Max Verstappen warned Red Bull not to read too much into its strongest qualifying display of the season in Monaco after the 28-year-old finished second behind Kimi Antonelli. The Dutch driver said the team’s result was encouraging, but not enough to prove the car has been fixed.
That caution matters now because Red Bull had gone into the weekend still wrestling with bumps and kerbs, and Verstappen’s Monaco run briefly suggested the RB22 might finally be moving in the right direction. He was surprised to be fighting for pole position at all, especially after the changes made after the third practice session, and said the next round in Barcelona-Catalunya would tell a much clearer story.
Verstappen said Monaco demanded a soft set-up and that the car was better in that area, but he called it a limitation when Red Bull tries to find more speed. “You always have to run the car reasonably soft here in terms of set-up and suspension,” he said, adding that the gain still did not mean the underlying problem had gone away. He also said the changes before qualifying were modest and that such a narrow street circuit can flatter a package that may not work as well elsewhere.
That is why Barcelona has become the key reference point. Verstappen said the circuit’s high-speed corners will provide a far more accurate measure of Red Bull’s progress, especially after recent flashes of improvement at slower tracks. “This is positive, but next week it’s a completely different circuit,” he said. “Then it’s a different world again.”
The warning lands against a messy backdrop for Verstappen, whose Monaco weekend ended with a first-lap retirement after his car failed to get off the line because of a power unit issue.

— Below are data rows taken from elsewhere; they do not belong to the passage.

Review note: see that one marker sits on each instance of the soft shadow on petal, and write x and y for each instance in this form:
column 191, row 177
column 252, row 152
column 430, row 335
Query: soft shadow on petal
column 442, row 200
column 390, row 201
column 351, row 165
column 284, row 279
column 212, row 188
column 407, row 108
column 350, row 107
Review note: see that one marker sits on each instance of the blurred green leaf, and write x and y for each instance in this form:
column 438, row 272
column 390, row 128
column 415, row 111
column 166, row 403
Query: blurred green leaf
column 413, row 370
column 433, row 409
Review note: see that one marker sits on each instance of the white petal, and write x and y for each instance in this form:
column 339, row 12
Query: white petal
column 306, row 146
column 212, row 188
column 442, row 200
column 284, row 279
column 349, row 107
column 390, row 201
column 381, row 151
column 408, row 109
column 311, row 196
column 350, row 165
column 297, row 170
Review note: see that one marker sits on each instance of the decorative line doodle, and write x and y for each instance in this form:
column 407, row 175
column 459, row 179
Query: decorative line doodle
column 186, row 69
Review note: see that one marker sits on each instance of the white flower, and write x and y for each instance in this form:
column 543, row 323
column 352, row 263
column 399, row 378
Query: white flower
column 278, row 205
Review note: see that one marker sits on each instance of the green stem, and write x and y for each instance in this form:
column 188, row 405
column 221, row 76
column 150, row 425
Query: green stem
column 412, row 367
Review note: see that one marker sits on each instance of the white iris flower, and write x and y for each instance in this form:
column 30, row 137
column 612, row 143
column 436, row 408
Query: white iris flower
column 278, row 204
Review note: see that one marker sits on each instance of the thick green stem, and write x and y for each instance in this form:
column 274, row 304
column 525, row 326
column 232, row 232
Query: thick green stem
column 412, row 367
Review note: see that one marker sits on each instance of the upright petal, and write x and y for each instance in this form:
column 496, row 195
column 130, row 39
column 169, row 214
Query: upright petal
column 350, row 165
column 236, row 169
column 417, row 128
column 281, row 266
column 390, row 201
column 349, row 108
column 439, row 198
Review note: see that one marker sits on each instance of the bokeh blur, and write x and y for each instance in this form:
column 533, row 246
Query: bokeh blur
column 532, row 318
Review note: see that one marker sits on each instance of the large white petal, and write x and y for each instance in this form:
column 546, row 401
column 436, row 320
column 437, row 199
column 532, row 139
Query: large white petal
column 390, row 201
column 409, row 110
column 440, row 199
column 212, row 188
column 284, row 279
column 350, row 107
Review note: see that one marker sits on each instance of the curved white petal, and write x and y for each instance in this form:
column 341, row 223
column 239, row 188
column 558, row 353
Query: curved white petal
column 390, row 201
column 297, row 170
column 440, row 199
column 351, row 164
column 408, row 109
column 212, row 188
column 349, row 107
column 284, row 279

That problem underlined how little Red Bull can afford to treat a strong qualifying result as proof the RB22 has been transformed. The team has shown better pace on lower-speed circuits, but Verstappen said that does not settle the bigger question of whether it can perform when the speeds rise again.
Barcelona now becomes the real test of whether Monaco was a breakthrough or a one-off. Verstappen’s message was plain: Red Bull can take the confidence, but it should not start celebrating too soon.